Can't imagine the insane amount of memory you'd need for that. Tried neo4j a few years ago, loaded up a small dataset that fit in a 100mb postgres instance and had to stop halfway through when neo4j was consuming tens of gigabytes of memory.
PostgreSQL itself makes for a perfectly fine graph database wrt. general-purpose usecases (the use cases Dgraph and Neo4j also focus on - not heavy-duty network analysis!). It's only the query language that's a bit unintuitive as such (though pgSQL 14 has added the standard SEARCH and CYCLE keywords for cte's, which help a little bit). But performance is competitive.
Yup, same here. If you have any moderately large data set and do manage to get it loaded , then it will break with only a light graph traversal of 3 layers deep. Played with this for a couple weeks but eventually realized this is not for a large data set.

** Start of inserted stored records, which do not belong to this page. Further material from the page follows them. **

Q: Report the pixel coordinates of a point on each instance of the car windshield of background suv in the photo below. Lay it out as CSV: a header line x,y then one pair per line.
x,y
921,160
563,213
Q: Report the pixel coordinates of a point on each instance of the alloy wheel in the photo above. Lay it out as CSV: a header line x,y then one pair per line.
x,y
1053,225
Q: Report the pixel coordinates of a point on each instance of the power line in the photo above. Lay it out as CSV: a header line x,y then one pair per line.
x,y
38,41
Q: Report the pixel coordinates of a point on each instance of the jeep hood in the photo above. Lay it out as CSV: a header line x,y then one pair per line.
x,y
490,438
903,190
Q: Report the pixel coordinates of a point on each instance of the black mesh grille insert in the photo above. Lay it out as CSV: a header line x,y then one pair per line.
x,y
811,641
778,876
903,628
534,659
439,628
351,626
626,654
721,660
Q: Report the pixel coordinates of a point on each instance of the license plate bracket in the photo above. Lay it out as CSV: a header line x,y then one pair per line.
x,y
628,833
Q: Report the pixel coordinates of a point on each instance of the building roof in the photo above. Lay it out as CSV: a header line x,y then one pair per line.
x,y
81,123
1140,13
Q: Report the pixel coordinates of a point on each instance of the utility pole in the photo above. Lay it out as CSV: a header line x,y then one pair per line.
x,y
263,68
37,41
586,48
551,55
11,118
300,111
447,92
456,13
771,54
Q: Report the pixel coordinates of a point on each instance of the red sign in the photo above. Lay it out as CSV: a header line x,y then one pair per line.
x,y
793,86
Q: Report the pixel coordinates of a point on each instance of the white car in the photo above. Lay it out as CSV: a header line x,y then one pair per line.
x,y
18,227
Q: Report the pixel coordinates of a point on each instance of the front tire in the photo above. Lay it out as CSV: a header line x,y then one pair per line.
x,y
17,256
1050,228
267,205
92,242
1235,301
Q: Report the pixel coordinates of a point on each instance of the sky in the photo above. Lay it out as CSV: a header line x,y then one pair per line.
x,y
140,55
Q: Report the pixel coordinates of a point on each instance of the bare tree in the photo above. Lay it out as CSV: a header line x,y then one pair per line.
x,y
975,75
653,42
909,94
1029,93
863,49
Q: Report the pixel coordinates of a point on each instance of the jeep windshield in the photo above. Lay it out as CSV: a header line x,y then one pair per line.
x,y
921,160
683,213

No way, more companies need to do this. Yeah kinda rude in industry but comparisons like this are vital for the customer. Way too few products actually get this type of comparison.
I totally agree. I actually love this. I always assume that each company exaggerates their product's capabilities.
In highly technical areas, the number of people who can push back on marketing BS is likely to be very small and there is a good chance they are working for the competition. If companies challenge each other and then defend themselves against challenges, it gives me highly valuable information to figure out who is full of it and who is not. It also tends to draw in attention of other industry people who can weigh in, adding even more to the discussion.
More transparency and public debate about the weaknesses and limitations of graph databases is helpful regardless of the source, as there is a tendency to paper over the realities in the marketing materials. The same lens could be pointed at TigerGraph or any other graph database.
All current graph databases, open or closed source, have serious deficiencies at scale. Different implementations hide these problems in different places but they all have them, and they manifest early and often. Selecting a graph database is an exercise in deciding which deficiencies you are willing to live with.
We could probably do a lot better but it has always been a bit too niche to attract the right people. (There are hardcore DS&A and database theory problems central to making graph databases work well that are largely ignored in conventional database engine designs, but most graph databases tend to be designed by people that love graphs rather than people with deep expertise in those computer science problems. Would be an interesting problem to work on.)
EDIT: I find the article to be a very reasonable and thorough explanation of why the benchmark is at best misleading and at worst deceptive.
There is a projected "Property Graph Query" extension of SQL, and the pgSQL folks have expressed some interest in it. Not sure how it will relate to Cypher, but the feel will probably be similar.
Depending on how one views "postgres", there are at least two extensions that allegedly do it: https://age.apache.org/ and the AgensGraph from which AGE derives
I think eventually all infrastructure software tends to be written in a language like C, C++, or Rust where you have fine grained, low-level control of memory and performance. For widely used infrastructure, the optimization time is justified by how much it will be used.